Century after attack, victims get memorial
Saturday, 2nd November, 2013
To preserve an historic moment in local and Australian history, a memorial will be erected to the victims of the infamous Silverton Picnic Train attack.
On January 1, 1915, 1200 men, women and children boarded the Silverton Tramway Company open concentrate trucks for a short rail trip to Penrose Park for the Manchester Unity Lodge annual picnic.
In the only attack on Australia soil in World War I, two local Muslim men, flying the Turkish flag, launched their own guerrilla-style assault.
They opened fire on the train and killed four people. Seven more were injured.

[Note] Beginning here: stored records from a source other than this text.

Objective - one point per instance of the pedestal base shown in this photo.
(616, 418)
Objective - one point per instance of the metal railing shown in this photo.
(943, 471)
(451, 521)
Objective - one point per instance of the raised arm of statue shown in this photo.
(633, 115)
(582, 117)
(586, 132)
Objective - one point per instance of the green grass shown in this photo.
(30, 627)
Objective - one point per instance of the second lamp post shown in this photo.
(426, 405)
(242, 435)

Yesterday the Member for Murray-Darling, John Williams, presented a one-off grant of $5,000 to the Broken Hill and District Branch of the National Trust of Australia (NSW).

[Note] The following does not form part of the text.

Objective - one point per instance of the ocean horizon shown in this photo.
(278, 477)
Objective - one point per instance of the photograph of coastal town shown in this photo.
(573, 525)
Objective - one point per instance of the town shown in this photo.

“The local Trust will be using the grant to mark the centenary of the event to coincide with the memorial services around Australia,” Mr Williams said.
“White Rocks on the northern outskirts of Broken Hill is the site where the Turkish patriots were hunted down and killed. This site is now historic for Broken Hill.”
Chairwoman of the local branch of the National Trust, Fran McKinnon, said it would be wonderful to start planning the project.
“We want to make a memorial for those who died and were injured on that historic day,” Ms McKinnon said.
“It was the only act of violence in Australia for World War I.”
Ms McKinnon has a significant link with the Picnic Train.
“My father was on that train. He was nine years old,” she said.
“A lot of people would have memories of the incident from their parents.”
The memorial is expected to be placed near the Railway Museum or next to the Council administration office.